This week the largest comics festival in France announced its 30 nominees for what many consider the most prestigious prize in comics, the Grand Prix. Not one nominee was a woman.
Usually there are at least few women on the longlist for the Angoulême International Comics Festival (known in French as the Festival international de la bande dessinée or FIBD). Last year?s list included only Marjane Sartrapi. In fact, in the festival?s 43-year history, there has only been one female Grand Prix winner: Florence Cestac, who got the prize in 2000. But this year, there was a swift reaction.
First, inspired by the French group BD Égalité, or Women in Comics Collective Against Sexism, 12 nominees dropped out of consideration, among them Daniel Clowes, Riad Sattouf, Brian Michael Bendis and Chris Ware. FIBD then added six women to the original list of 30 nominees.

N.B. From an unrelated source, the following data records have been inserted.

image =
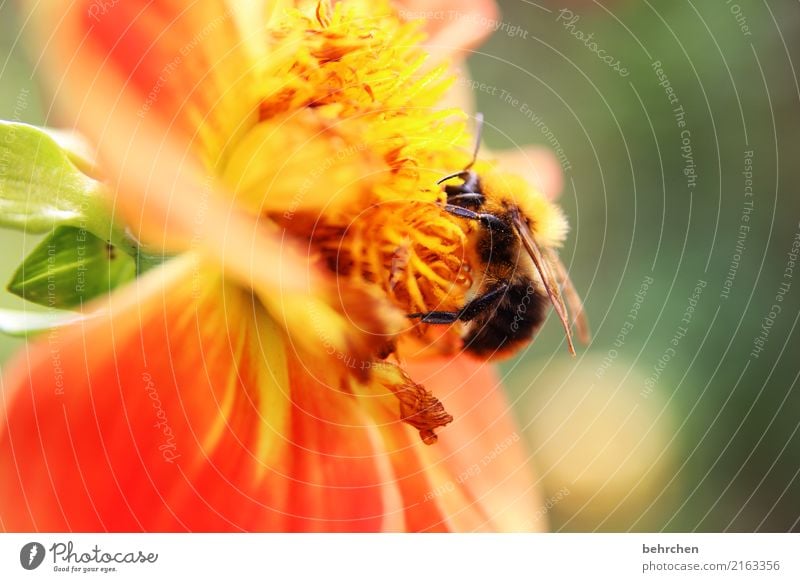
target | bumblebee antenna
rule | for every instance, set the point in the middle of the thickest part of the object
(476, 149)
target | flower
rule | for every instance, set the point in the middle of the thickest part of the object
(288, 156)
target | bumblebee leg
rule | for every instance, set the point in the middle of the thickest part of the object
(467, 313)
(488, 220)
(436, 317)
(466, 199)
(480, 304)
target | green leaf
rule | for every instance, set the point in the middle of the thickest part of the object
(69, 268)
(24, 323)
(41, 188)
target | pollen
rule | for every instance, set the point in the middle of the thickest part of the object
(349, 144)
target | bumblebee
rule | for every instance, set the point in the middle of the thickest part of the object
(522, 275)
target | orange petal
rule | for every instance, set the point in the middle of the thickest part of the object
(486, 481)
(180, 408)
(454, 26)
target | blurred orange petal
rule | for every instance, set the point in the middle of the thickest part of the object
(455, 27)
(181, 408)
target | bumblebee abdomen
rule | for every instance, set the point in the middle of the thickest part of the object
(512, 322)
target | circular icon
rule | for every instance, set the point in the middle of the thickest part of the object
(31, 555)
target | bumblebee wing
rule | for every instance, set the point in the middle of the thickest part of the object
(543, 267)
(571, 296)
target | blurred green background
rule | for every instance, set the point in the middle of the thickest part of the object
(709, 439)
(659, 424)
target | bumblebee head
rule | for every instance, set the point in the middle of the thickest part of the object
(545, 219)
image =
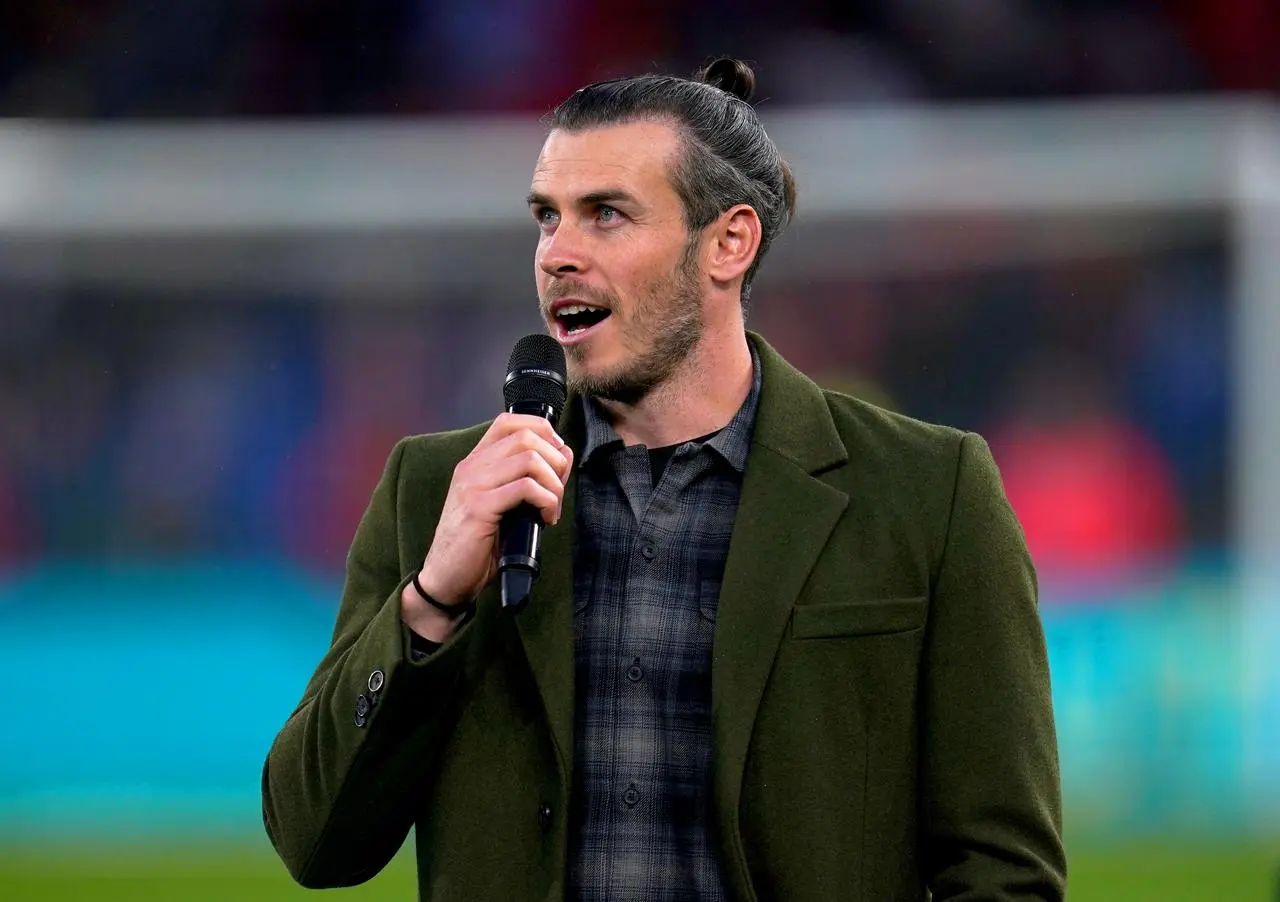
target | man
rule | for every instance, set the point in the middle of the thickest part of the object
(785, 644)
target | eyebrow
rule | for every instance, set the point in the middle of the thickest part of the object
(588, 200)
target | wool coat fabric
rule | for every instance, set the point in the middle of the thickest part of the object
(881, 715)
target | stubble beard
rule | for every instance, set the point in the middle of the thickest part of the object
(667, 324)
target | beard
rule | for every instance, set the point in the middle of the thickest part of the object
(663, 328)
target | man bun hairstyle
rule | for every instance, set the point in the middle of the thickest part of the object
(731, 76)
(726, 156)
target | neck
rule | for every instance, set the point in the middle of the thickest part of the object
(700, 397)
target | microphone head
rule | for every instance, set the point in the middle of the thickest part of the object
(535, 374)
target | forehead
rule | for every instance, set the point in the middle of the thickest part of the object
(635, 155)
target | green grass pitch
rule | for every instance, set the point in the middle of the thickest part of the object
(251, 874)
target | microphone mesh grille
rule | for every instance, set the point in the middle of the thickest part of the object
(535, 352)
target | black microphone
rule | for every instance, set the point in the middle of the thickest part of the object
(534, 385)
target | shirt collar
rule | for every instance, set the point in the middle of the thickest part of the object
(731, 443)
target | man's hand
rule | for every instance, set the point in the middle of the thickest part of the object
(519, 459)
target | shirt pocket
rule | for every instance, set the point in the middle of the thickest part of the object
(858, 618)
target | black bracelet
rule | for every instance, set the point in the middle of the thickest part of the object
(452, 610)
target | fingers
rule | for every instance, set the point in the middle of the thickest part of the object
(528, 489)
(507, 424)
(519, 459)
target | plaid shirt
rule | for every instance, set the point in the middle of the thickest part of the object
(648, 562)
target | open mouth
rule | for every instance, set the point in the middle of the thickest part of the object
(575, 319)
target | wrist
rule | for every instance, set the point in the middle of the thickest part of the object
(426, 616)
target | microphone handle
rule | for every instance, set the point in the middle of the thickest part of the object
(520, 534)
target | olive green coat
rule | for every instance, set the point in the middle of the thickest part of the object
(881, 700)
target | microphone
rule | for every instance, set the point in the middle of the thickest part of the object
(534, 385)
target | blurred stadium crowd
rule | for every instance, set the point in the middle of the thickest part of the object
(136, 425)
(219, 58)
(257, 426)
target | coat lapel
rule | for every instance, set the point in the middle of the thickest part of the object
(785, 517)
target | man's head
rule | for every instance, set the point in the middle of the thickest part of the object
(656, 197)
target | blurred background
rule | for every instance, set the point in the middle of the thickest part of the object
(245, 246)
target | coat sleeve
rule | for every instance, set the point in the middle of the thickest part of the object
(990, 773)
(341, 788)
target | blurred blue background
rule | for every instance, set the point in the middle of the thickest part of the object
(247, 246)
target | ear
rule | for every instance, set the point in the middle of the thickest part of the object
(732, 242)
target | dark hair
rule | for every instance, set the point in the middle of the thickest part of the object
(726, 156)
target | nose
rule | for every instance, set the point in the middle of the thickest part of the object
(561, 251)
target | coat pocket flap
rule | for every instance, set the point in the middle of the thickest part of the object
(856, 618)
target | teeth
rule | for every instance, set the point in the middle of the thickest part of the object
(574, 308)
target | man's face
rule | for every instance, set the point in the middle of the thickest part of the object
(617, 275)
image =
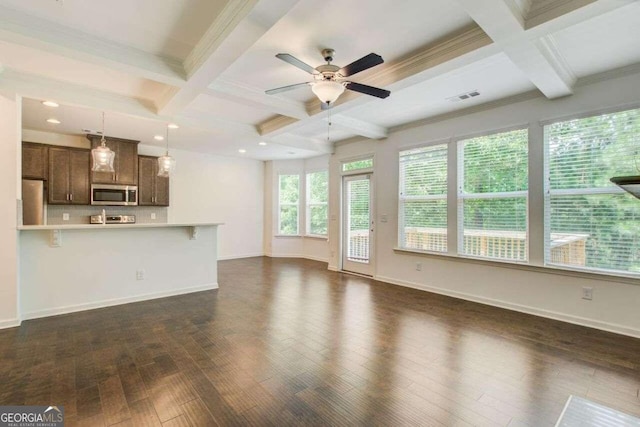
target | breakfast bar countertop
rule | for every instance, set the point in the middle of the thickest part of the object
(109, 226)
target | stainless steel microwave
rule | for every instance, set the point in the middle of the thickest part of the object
(114, 195)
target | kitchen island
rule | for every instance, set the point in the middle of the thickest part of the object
(67, 268)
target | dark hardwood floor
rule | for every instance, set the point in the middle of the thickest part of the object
(286, 342)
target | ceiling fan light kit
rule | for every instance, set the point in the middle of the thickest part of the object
(327, 91)
(329, 81)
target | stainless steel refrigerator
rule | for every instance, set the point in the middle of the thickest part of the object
(32, 202)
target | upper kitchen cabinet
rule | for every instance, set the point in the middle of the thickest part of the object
(34, 161)
(153, 190)
(125, 162)
(69, 176)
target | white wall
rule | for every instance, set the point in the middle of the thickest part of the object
(207, 188)
(97, 267)
(10, 118)
(294, 246)
(543, 292)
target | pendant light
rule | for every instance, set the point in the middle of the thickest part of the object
(166, 163)
(102, 156)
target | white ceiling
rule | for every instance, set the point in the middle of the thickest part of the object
(164, 27)
(205, 64)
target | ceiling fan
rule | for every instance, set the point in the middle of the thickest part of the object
(329, 83)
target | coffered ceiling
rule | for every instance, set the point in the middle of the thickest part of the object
(205, 64)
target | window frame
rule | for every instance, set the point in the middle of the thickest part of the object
(548, 192)
(461, 196)
(296, 204)
(402, 199)
(309, 204)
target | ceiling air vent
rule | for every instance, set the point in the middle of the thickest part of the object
(464, 96)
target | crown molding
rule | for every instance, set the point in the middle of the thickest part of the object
(37, 33)
(231, 15)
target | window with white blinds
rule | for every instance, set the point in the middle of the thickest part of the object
(317, 208)
(423, 199)
(589, 222)
(288, 204)
(492, 196)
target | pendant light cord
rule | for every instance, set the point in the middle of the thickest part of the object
(167, 152)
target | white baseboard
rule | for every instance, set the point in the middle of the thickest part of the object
(116, 301)
(577, 320)
(250, 255)
(9, 323)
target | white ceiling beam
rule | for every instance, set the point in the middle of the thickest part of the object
(540, 62)
(255, 98)
(462, 48)
(22, 29)
(37, 87)
(240, 24)
(359, 127)
(296, 141)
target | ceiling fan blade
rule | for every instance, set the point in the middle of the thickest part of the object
(361, 64)
(368, 90)
(285, 88)
(296, 63)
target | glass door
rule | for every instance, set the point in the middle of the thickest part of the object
(357, 224)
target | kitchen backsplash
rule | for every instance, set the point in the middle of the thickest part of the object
(81, 214)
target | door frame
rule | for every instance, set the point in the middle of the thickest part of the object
(349, 175)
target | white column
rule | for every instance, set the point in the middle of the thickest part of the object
(10, 192)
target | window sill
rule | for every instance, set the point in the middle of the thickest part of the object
(316, 236)
(547, 269)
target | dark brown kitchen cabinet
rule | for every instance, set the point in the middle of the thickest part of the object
(125, 162)
(153, 190)
(69, 176)
(34, 161)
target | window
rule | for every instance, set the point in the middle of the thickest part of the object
(357, 164)
(492, 196)
(589, 222)
(317, 208)
(288, 204)
(423, 199)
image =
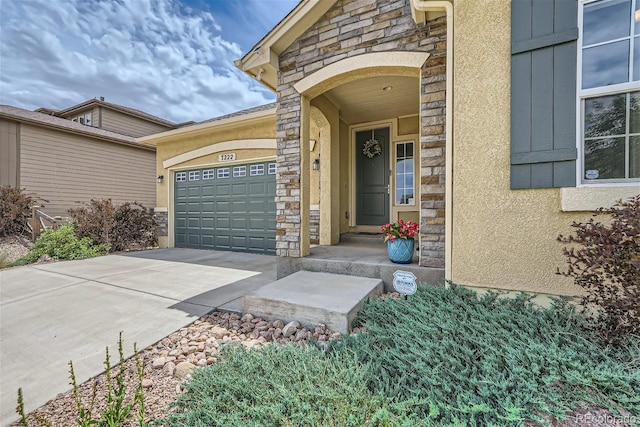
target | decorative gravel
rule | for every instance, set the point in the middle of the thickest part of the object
(169, 361)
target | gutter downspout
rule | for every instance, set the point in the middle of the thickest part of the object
(432, 6)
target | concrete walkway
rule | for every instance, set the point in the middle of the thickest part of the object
(72, 310)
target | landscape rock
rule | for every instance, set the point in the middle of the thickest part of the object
(183, 369)
(290, 328)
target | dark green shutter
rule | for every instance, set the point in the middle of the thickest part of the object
(544, 37)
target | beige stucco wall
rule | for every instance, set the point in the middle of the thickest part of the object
(186, 141)
(183, 143)
(502, 238)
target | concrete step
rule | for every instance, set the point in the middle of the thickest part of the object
(312, 298)
(361, 238)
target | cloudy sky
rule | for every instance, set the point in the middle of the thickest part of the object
(170, 58)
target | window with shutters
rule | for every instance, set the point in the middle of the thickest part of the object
(609, 91)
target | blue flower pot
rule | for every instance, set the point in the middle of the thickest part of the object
(400, 251)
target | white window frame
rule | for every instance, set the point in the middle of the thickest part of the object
(582, 94)
(256, 170)
(223, 173)
(413, 172)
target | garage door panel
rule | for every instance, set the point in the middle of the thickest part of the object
(223, 189)
(223, 223)
(223, 206)
(207, 206)
(207, 224)
(208, 190)
(226, 212)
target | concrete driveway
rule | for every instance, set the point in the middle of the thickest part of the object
(72, 310)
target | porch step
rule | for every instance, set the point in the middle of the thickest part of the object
(357, 259)
(312, 298)
(361, 238)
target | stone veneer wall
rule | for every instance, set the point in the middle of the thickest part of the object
(314, 226)
(349, 29)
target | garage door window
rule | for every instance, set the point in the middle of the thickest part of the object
(256, 170)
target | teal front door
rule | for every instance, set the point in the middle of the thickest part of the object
(372, 176)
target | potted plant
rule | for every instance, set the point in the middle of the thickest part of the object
(399, 237)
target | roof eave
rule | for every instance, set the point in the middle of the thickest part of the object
(261, 62)
(203, 128)
(74, 131)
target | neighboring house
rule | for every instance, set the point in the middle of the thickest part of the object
(494, 123)
(84, 152)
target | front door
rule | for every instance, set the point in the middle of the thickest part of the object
(372, 176)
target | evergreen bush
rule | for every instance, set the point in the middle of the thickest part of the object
(62, 244)
(284, 386)
(488, 360)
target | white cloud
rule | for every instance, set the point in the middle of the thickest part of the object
(154, 55)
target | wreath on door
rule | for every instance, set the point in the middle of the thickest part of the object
(371, 148)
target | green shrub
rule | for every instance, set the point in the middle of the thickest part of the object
(284, 386)
(62, 244)
(119, 227)
(489, 360)
(120, 406)
(604, 259)
(15, 210)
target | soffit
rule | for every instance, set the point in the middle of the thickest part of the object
(365, 100)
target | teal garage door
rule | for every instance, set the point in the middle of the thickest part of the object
(226, 208)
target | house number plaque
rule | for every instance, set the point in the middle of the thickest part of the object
(226, 157)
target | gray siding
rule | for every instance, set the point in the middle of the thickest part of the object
(64, 169)
(124, 124)
(9, 153)
(543, 93)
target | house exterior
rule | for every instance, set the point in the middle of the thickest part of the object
(85, 152)
(495, 124)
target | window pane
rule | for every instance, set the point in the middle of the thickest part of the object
(604, 158)
(605, 21)
(634, 157)
(605, 65)
(634, 113)
(605, 115)
(636, 56)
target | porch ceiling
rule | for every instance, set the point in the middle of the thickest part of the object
(366, 101)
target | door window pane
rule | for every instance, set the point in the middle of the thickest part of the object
(404, 174)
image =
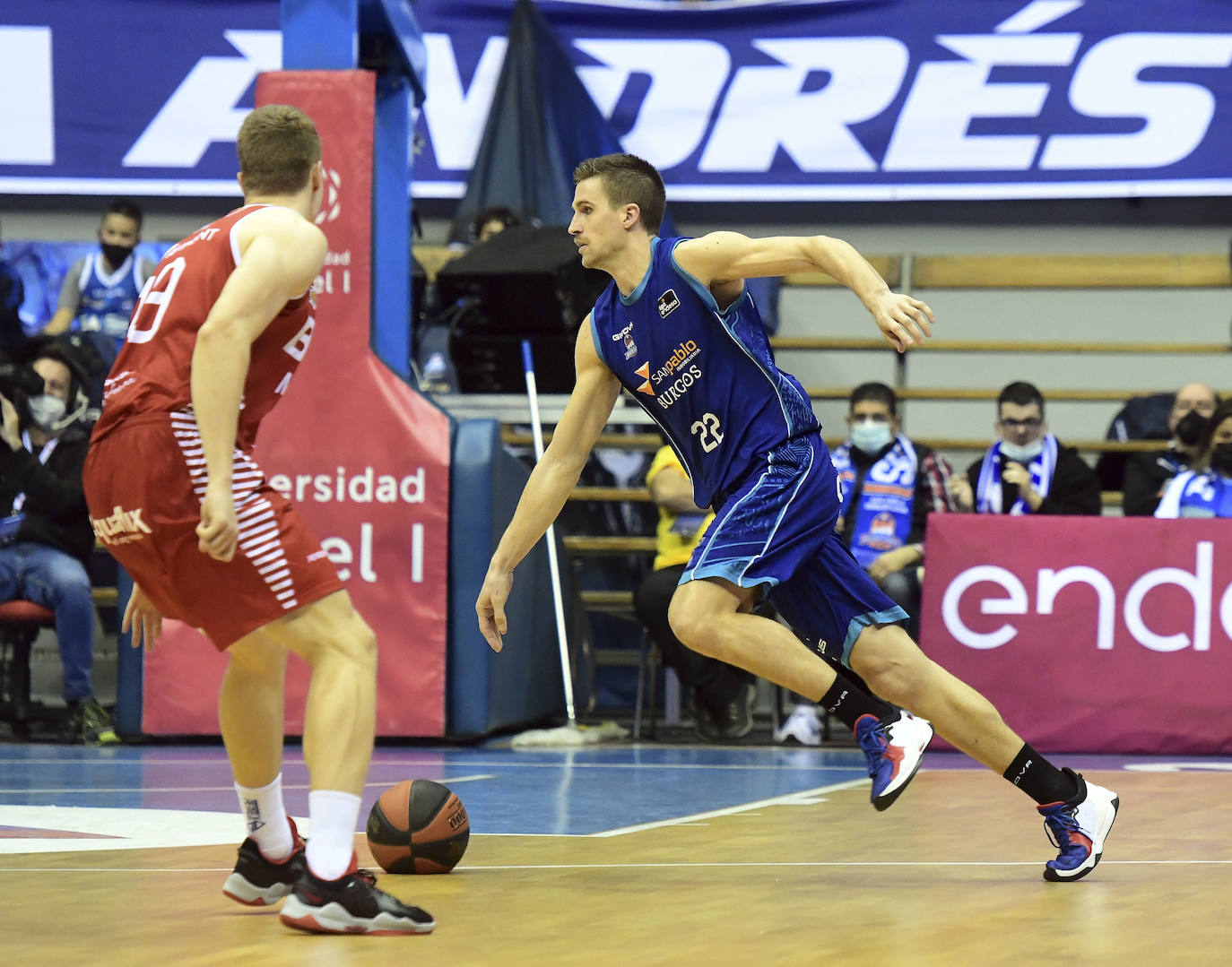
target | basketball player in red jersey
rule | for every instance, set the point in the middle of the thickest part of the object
(177, 496)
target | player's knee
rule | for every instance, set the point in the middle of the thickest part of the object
(690, 624)
(358, 644)
(891, 664)
(256, 660)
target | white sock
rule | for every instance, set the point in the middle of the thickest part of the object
(266, 818)
(332, 835)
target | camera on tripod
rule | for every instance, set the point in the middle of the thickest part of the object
(19, 377)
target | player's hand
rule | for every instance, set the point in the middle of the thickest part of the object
(902, 319)
(1015, 473)
(218, 531)
(892, 562)
(143, 617)
(490, 606)
(12, 430)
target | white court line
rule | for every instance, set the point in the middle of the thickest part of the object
(658, 866)
(96, 790)
(804, 798)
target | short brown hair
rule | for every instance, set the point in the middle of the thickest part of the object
(629, 178)
(277, 147)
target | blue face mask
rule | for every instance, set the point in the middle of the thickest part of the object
(872, 436)
(1024, 453)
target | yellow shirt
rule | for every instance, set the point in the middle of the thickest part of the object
(672, 545)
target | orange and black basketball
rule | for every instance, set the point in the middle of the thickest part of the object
(418, 826)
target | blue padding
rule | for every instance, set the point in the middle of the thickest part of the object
(521, 685)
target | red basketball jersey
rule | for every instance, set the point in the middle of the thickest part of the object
(153, 372)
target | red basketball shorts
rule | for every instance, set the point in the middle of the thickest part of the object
(144, 483)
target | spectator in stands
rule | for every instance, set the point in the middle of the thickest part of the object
(100, 291)
(1027, 470)
(889, 486)
(1147, 474)
(1205, 490)
(724, 695)
(494, 220)
(45, 558)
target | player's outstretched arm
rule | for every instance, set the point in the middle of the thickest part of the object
(552, 480)
(281, 254)
(724, 256)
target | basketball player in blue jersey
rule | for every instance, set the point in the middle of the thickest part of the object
(678, 329)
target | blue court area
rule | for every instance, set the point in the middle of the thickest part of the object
(588, 791)
(543, 792)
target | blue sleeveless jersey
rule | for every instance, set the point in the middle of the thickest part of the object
(108, 298)
(705, 376)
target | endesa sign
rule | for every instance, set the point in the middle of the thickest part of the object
(1099, 635)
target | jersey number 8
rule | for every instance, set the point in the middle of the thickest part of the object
(155, 295)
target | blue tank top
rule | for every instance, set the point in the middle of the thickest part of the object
(705, 376)
(108, 298)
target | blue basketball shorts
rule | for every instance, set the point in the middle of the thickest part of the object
(777, 530)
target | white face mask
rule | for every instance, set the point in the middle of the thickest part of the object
(46, 410)
(1024, 453)
(872, 436)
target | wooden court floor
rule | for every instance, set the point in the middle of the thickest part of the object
(949, 876)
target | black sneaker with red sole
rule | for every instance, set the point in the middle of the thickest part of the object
(261, 882)
(350, 904)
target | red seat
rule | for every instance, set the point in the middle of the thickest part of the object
(20, 622)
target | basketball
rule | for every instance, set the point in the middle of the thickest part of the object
(418, 826)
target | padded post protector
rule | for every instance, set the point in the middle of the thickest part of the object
(521, 685)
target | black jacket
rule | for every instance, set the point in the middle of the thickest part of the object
(55, 507)
(1074, 487)
(1145, 477)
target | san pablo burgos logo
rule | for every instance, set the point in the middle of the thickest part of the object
(674, 371)
(628, 335)
(330, 203)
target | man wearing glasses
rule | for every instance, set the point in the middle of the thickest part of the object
(1027, 470)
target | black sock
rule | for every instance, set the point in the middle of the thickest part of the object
(849, 703)
(1038, 779)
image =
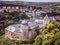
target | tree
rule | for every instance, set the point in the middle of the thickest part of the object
(38, 40)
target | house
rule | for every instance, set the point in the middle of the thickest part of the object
(19, 32)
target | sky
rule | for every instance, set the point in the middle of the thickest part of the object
(35, 0)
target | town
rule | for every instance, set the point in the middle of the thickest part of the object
(25, 21)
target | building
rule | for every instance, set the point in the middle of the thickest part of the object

Then it dropped the list altogether, declaring that academy members could vote for whomever they chose, and the festival would “submit to the absolute free will” of its members.
Great to see The Guardian give this issue coverage for and reaching out to Comics Reporter Tom Spurgeon and Caitlin McGurk of the Billy Ireland Cartoon Library for commentary. Caitlin, especially for providing a long list of worthy women in comics.
If this year’s Grand Prix is coming down to a write-in, it’s a free-for-all. Feel free to pencil my name in.